The ancient Quechua and Aymara cultures have used this Andean plant as a dietary staple for thousands of years, and still do today.
Quinoa is used some way in just about every meal – whether it is a salad, soup, porridge or even beer. Yes that’s right, quinoa beer is a thing. To top it off, it’s a delicious and cheap thing as well, with one of those delicious cold quinoa brews costing less than $2 USD a bottle.
And while on the topic of cheap and delicious things, now would be a good time to bring up the delectable existence of the almuerzo completo.
In Bolivia, as in most other Latin American countries, the main meal of the day is lunch.
For 12 Bs, you can sit down at a restaurant or market to a generously portioned two-course meal complete with soup, rice, salad, fried sweet plantains and your choice of meat – usually chicken or steak (thus the name almuerzo completo, or ‘complete lunch’).
Did I neglect to mention 12 Bs is about $1.75 USD?
When people think of going to the Amazon, they think of jump off points like Brazil and Peru.
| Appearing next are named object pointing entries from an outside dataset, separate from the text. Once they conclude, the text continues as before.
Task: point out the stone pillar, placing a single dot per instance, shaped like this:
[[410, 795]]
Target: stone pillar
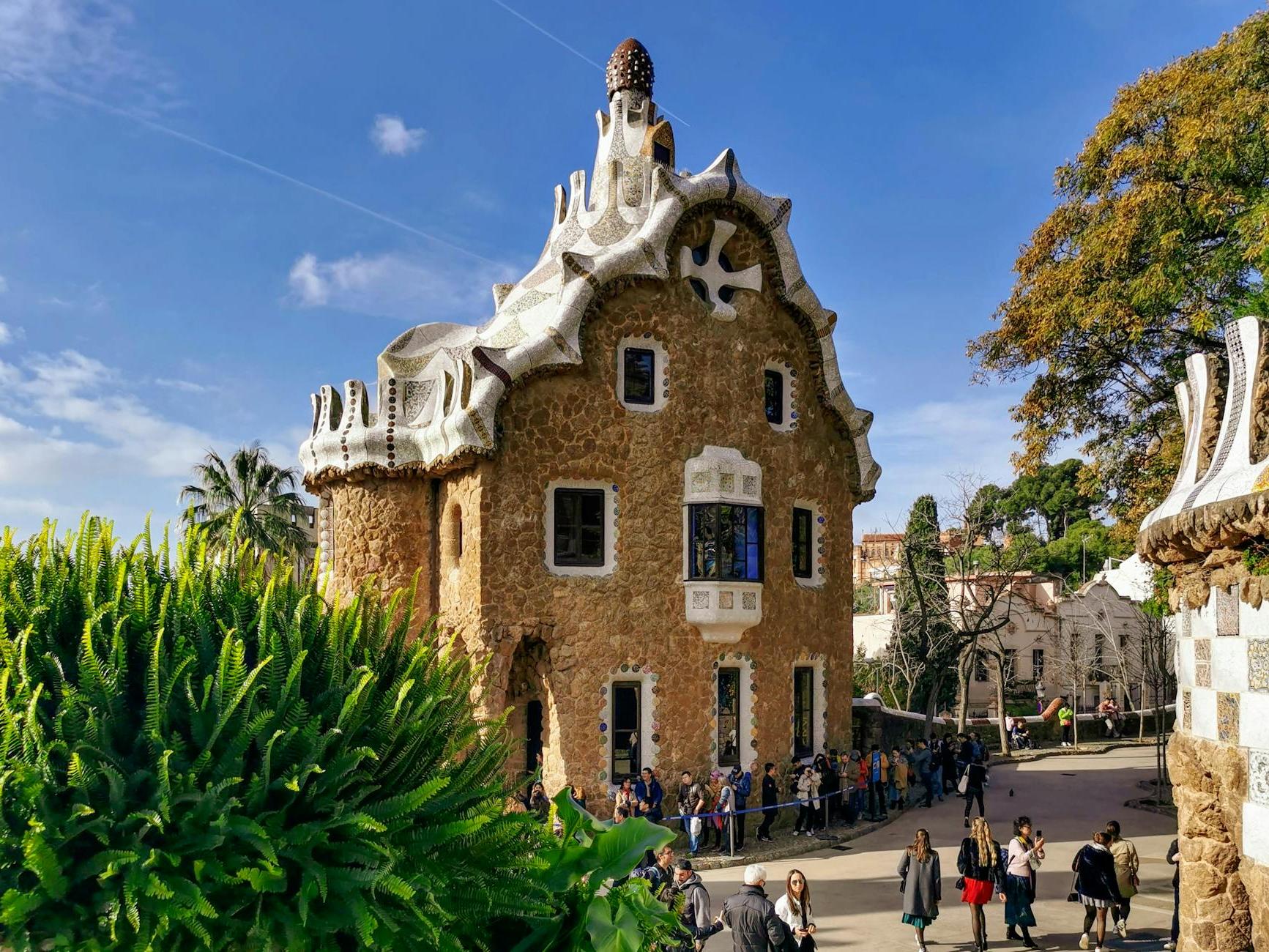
[[384, 528]]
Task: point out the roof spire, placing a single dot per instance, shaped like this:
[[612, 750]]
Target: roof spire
[[630, 67]]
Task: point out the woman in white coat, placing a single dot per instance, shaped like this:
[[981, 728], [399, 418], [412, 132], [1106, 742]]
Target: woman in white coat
[[794, 910]]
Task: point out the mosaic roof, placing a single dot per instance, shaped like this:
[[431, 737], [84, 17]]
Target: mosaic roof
[[439, 385]]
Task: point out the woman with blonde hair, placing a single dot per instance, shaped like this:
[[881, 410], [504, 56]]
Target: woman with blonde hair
[[981, 875], [794, 910], [922, 885]]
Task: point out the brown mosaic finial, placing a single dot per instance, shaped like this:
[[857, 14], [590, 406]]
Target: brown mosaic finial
[[630, 67]]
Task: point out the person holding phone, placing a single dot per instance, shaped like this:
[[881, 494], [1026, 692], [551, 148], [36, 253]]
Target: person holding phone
[[1024, 858], [794, 910]]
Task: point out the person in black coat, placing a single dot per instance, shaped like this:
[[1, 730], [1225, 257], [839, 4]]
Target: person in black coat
[[770, 797], [1095, 885]]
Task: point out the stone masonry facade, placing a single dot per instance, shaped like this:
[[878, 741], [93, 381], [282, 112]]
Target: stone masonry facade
[[453, 477]]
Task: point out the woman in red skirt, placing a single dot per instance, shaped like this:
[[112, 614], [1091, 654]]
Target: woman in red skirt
[[981, 875]]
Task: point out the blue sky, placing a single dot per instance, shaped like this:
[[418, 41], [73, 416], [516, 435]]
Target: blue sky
[[159, 297]]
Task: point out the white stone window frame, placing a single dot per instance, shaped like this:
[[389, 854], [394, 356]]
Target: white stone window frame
[[789, 417], [611, 528], [746, 740], [661, 372], [819, 568], [647, 723], [819, 706]]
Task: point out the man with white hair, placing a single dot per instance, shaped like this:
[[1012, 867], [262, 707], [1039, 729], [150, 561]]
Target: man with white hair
[[751, 917]]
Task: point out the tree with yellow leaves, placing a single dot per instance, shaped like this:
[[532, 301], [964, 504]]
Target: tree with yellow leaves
[[1161, 234]]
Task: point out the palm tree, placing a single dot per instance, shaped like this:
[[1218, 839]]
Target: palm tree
[[256, 493]]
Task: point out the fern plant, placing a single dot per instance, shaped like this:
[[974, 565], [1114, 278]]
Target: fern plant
[[197, 753]]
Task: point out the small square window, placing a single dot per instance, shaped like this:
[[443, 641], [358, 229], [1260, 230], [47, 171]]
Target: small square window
[[640, 371], [773, 396], [803, 533], [579, 527]]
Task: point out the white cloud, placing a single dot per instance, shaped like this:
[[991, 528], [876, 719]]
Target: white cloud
[[391, 136], [78, 46], [434, 287]]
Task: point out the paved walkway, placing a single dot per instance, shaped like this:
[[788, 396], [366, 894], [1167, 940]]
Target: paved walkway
[[855, 893]]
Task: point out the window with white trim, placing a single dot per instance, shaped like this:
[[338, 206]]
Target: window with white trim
[[581, 528]]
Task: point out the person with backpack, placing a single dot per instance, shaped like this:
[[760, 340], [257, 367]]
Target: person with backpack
[[975, 782], [1066, 718], [922, 885], [694, 917], [879, 772], [741, 782], [1095, 886]]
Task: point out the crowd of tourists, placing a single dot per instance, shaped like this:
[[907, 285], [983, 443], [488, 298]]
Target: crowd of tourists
[[1106, 879]]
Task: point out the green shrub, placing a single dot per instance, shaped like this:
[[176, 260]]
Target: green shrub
[[197, 754]]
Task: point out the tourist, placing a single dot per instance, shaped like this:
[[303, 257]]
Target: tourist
[[945, 767], [658, 872], [751, 917], [850, 773], [540, 803], [649, 796], [1126, 867], [770, 800], [691, 803], [723, 810], [923, 765], [741, 785], [1109, 713], [625, 796], [1066, 720], [1024, 858], [898, 778], [975, 784], [979, 863], [922, 885], [694, 917], [877, 770], [1174, 857], [829, 787], [1095, 885], [808, 791], [794, 910]]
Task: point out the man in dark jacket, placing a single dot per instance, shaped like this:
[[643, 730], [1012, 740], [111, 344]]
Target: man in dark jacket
[[694, 918], [770, 797], [751, 917], [741, 785]]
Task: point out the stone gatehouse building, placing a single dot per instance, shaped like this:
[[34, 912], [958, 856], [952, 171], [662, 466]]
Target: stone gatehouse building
[[1212, 532], [630, 490]]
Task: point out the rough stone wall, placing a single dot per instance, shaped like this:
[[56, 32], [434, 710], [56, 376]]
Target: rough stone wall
[[570, 425], [384, 527], [1222, 891]]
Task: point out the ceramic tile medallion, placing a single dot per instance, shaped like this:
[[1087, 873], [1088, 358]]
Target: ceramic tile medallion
[[1203, 663], [1227, 611], [1258, 777], [1258, 664], [1227, 718]]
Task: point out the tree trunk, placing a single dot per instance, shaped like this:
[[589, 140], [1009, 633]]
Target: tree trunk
[[1000, 707]]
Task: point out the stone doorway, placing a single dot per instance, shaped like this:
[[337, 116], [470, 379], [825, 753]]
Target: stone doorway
[[533, 720]]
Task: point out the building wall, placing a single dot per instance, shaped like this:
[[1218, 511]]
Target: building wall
[[631, 623]]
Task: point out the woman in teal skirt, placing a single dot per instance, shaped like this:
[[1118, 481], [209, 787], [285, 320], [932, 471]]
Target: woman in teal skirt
[[1024, 857], [922, 885]]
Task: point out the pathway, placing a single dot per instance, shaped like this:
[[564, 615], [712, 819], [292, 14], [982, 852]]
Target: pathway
[[855, 888]]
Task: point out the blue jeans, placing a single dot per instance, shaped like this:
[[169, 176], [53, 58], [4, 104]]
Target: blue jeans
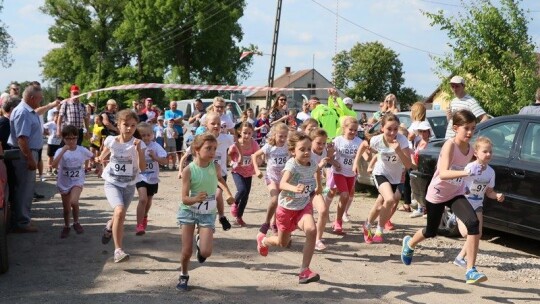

But Bolivia also offers accessibility to what has been referred to as “the lungs of the planet.”
Trips to the Amazon, which are typically more affordable compared to Peru or Brazil, leave from the northern city of Rurrenabaque, where you have the option to choose between the Pampas or Jungle style tours.
Of course this is only a glimpse of the allure that is Bolivia – a place home to the highest capital city and airport in the world (La Paz), the former wealthiest city of the Americas (Potosí), various national parks with caves, canyons and mountains, and the famous female Cholita wrestlers.